[Tarantool-patches] [PATCH v2 2/2] lua: abort trace recording on fiber yield

Igor Munkin imun at tarantool.org
Mon Sep 28 16:07:25 MSK 2020


Sergos,

Thanks for your review!

On 24.09.20, sergos at tarantool.org wrote:
> Hi!
> 
> Thanks for the patch, see my 2 comments below.
> 

<snipped>

> > 
> > diff --git a/src/lua/utils.c b/src/lua/utils.c
> > index 8e98f7607..39fe4e30c 100644
> > --- a/src/lua/utils.c
> > +++ b/src/lua/utils.c
> > @@ -29,6 +29,7 @@
> >  * SUCH DAMAGE.
> >  */
> > #include "lua/utils.h"
> > +#include <lj_trace.h>
> > 
> > #include <assert.h>
> > #include <errno.h>
> > @@ -1309,10 +1310,57 @@ tarantool_lua_utils_init(struct lua_State *L)
> > 	return 0;
> > }
> > 
> > +/*
> > + * XXX: There is already defined <panic> macro in say.h header
> > + * (included in diag.h). As a result the call below is misexpanded
> > + * and compilation fails with the corresponding error. To avoid
> > + * this error the macro is temporary renamed and restored later.
> > + * Compilation now fails for the following cases:
> > + * * temporary name <_panic> is used in this translation unit
> 
> I would propose some more sophisitcated name to avoid possible overlap 
> with ‘hidden’ _something convention. Since it is Tarantool sources, a
> reference to the gh will be just fine, like panic_gh1700.

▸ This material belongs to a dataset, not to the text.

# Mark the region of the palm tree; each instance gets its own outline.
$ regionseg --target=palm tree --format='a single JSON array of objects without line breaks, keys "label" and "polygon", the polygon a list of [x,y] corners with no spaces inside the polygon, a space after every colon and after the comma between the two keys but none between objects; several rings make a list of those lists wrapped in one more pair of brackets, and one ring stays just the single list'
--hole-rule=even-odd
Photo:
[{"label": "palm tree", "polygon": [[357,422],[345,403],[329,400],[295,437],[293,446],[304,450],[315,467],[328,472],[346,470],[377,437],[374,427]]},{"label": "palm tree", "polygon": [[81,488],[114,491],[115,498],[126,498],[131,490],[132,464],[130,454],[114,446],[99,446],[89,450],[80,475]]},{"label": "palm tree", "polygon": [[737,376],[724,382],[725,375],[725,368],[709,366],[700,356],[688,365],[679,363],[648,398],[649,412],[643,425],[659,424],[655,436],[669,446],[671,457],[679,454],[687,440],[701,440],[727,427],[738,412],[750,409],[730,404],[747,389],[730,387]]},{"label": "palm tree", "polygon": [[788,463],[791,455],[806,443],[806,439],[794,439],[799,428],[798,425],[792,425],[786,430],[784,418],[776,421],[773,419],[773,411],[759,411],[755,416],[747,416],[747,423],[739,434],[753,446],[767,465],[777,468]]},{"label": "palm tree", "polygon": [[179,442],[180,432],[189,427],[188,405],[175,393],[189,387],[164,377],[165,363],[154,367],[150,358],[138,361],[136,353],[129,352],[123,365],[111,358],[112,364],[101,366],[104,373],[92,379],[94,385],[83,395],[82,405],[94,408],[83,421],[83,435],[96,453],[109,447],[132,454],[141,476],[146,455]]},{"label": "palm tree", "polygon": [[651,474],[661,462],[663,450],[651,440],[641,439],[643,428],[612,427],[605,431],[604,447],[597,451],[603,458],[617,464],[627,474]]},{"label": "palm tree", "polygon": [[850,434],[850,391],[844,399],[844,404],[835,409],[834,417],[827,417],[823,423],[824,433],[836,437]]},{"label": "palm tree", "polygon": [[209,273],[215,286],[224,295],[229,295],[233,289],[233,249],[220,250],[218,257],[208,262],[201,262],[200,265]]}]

Sounds better, thanks. Adjusted:

================================================================================

diff --git a/src/lua/utils.c b/src/lua/utils.c
index d2ad0570a..b36824ebf 100644
--- a/src/lua/utils.c
+++ b/src/lua/utils.c
@@ -1316,11 +1316,12 @@ tarantool_lua_utils_init(struct lua_State *L)
  * and compilation fails with the corresponding error. To avoid
  * this error the macro is temporary renamed and restored later.
  * Compilation now fails for the following cases:
- * * temporary name <_panic> is used in this translation unit
+ * * temporary name <gh1700_panic> is used in scope of this
+ *   translation unit
  * * <panic> is not define, so this hack can be freely dropped
  */
-#if defined(panic) && !defined(_panic)
-#  define _panic panic
+#if defined(panic) && !defined(gh1700_panic)
+#  define gh1700_panic panic
 #  undef panic
 #else
 #  error "Can't redefine <panic> macro"
@@ -1362,5 +1363,5 @@ void cord_on_yield(void)
 }
 
 /* Restore <panic> macro back */
-#define panic _panic
-#undef _panic
+#define panic gh1700_panic
+#undef gh1700_panic

================================================================================

> 
> > + * * <panic> is not define, so this hack can be freely dropped
> > + */
> > +#if defined(panic) && !defined(_panic)
> > +#  define _panic panic
> > +#  undef panic
> > +#else
> > +#  error "Can't redefine <panic> macro"
> > +#endif
> > +
> > /**
> >  * This routine encloses the checks and actions to be done when
> >  * the running fiber yields the execution.
> > + * Since Tarantool fibers don't switch-over the way Lua coroutines
> > + * do the platform ought to notify JIT engine when one lua_State
> > + * substitutes another one.
> >  */
> > void cord_on_yield(void)
> > {
> > +	struct global_State *g = G(tarantool_L);
> > +	/*
> > +	 * XXX: Switching fibers while running the trace leads to
> > +	 * code misbehaviour and failures, so stop its execution.
> > +	 */
> > +	if (unlikely(tvref(g->jit_base))) {
> > +		/*
> > +		 * XXX: mcode is executed only in scope of Lua
> > +		 * world and one can obtain the corresponding Lua
> > +		 * coroutine from the fiber storage.
> > +		 */
> > +		struct lua_State *L = fiber()->storage.lua.stack;
> > +		assert(L != NULL);
> > +		lua_pushstring(L, "Fiber is switched on the trace”);
> 
> To me it is very much ’Too long WAL write’ style. Everything said,
> nothing is clear. Could you please elaborate on the ‘FFI code’ and
> ‘led to a yield’ and probably the fiber number.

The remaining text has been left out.